The core design challenge was translating a technical capability (AI transcription) into a compelling upgrade moment for beekeepers who don't think of themselves as software users. The language had to feel useful, not salesy, and the pricing had to feel fair to a community of hobbyists and small operators.
Design decisions
Lead with the behavior, not the technology. The paywall headline wasn't "AI-Powered Inspections", it was "HiveTracks Pro," with benefits framed as "Unlimited AI-Voice Inspections" and "Unlimited access to Pro web features." Beekeepers want to work better, not adopt AI.
14-day free trial as the primary CTA. Given the core user anxiety around commitment (the same anxiety that drives their beekeeping decisions), a trial reduces friction and lets the product prove its value before asking for money.
Yearly plan anchored as the default selection. At $69.99/yr ($5.83/mo), it breaks down to less than a cup of coffee per month, a comparison that resonates with beekeepers who already spend significantly more on hive equipment. The yearly option was pre-selected in the UI.
Platform-native payment flows. I designed the paywall to hand off cleanly to iOS App Store and Google Play confirmation flows, matching each platform's native conventions so the transition felt trustworthy, not jarring.
Pro paywall
iOS confirmation
Android confirmation
Phase 5: Marketing Campaign, Closing the Loop with Users
Most feature launches ask users to take a leap of faith. This one didn't have to.
Because AI Voice Inspection was built directly from what users told us in interviews and confirmed in the survey, the launch email could do something unusual: tell them so. The core message was simple — this is the feature you asked for, we built it, and here's how to try it free for 14 days.
That framing is more persuasive than any benefit claim because it's true and users know it. It respects the community's intelligence, closes the loop on the research, and positions HiveTracks as a team that actually listens. For an audience of hands-on, practical people who are skeptical of tech hype, that authenticity matters.
The rest of the campaign language was grounded in the same research: the relief of hands-free recording in the field, the confidence of having a record you can trust, the peace of mind of not losing notes.
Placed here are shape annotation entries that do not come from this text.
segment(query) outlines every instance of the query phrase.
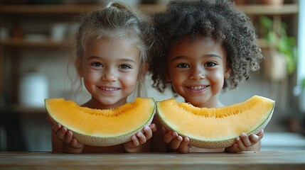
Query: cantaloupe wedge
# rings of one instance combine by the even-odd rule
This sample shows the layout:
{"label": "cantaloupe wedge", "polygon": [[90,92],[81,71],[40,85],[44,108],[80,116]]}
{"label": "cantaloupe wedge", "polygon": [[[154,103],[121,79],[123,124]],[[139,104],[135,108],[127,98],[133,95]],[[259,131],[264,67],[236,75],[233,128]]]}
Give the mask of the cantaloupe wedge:
{"label": "cantaloupe wedge", "polygon": [[190,138],[191,144],[206,149],[231,146],[242,132],[257,134],[270,120],[275,102],[254,96],[223,108],[197,108],[173,98],[156,103],[159,119],[168,130]]}
{"label": "cantaloupe wedge", "polygon": [[81,107],[63,98],[46,99],[45,106],[53,123],[73,131],[80,142],[98,147],[130,141],[131,136],[151,123],[155,112],[152,98],[137,98],[134,103],[109,110]]}

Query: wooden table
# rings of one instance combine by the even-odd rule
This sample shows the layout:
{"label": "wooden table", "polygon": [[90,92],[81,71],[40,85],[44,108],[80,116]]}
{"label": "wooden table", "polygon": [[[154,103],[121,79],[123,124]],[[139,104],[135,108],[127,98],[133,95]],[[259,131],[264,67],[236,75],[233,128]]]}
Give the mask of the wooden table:
{"label": "wooden table", "polygon": [[0,152],[0,169],[305,169],[305,150],[227,153]]}

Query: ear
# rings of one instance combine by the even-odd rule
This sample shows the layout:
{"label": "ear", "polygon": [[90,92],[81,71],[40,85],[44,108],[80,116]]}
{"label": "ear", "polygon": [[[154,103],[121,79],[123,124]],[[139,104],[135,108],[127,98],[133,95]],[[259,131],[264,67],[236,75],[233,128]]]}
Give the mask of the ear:
{"label": "ear", "polygon": [[225,71],[225,79],[229,79],[230,75],[231,75],[231,69],[227,67]]}
{"label": "ear", "polygon": [[165,79],[166,80],[166,81],[171,81],[171,75],[169,74],[168,71],[166,71],[165,73]]}

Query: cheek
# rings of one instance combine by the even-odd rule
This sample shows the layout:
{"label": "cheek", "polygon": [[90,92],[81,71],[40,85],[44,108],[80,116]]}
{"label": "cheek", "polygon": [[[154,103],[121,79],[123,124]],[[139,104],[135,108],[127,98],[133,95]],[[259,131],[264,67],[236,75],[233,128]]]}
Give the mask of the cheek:
{"label": "cheek", "polygon": [[210,76],[210,81],[213,82],[213,84],[215,84],[215,87],[217,86],[218,89],[222,89],[223,86],[223,83],[225,81],[224,80],[224,74],[223,72],[217,72]]}

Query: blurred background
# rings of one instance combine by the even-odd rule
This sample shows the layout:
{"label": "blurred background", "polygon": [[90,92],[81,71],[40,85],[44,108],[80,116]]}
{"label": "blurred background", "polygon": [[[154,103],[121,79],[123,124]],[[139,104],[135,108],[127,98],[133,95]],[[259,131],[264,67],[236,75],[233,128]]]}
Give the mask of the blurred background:
{"label": "blurred background", "polygon": [[[51,151],[43,99],[70,98],[64,47],[79,26],[77,16],[109,1],[0,0],[0,151]],[[153,14],[168,1],[123,1]],[[250,81],[222,94],[221,101],[230,105],[254,95],[276,101],[262,150],[305,149],[305,1],[235,2],[252,21],[265,60]],[[149,75],[146,81],[149,96],[173,97],[169,90],[154,90]],[[73,98],[79,104],[90,97],[83,91]]]}

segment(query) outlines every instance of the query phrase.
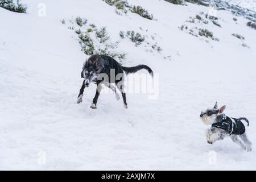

Beekeepers care about survival, not dashboards.
The paywall designs have been handed off to the engineer, beta bugs have been turned into tickets, and the launch is queued for early summer 2026.
What This Project Demonstrates
The thing I'm proudest of in this project isn't any individual deliverable, it's the connective tissue. The survey ranking data didn't just validate a hunch; it settled an active internal debate about which AI feature to build first. The beta feedback report didn't just surface bugs; it gave the team a prioritized, evidence-based list of what to fix before launch and what to plan for next. The paywall copy wasn't written to a brief, it was written from the research.
Owning a product arc from discovery to revenue makes you a different kind of researcher, designer, and writer. Every decision you make earlier shows up later. When I was writing paywall copy, I was drawing directly on user quotes I'd gathered four months before. When I was synthesizing beta feedback, I was cross-referencing it against interview patterns I already knew. The work compounds.
I also learned how to make a hard call with imperfect data. The survey pointed clearly to voice recording. The March concept testing gave nuance on the chatbot's potential. The decision to build voice first and document the chatbot as a validated future opportunity, rather than doing both poorly, is the kind of judgment that's hard to teach but easy to demonstrate.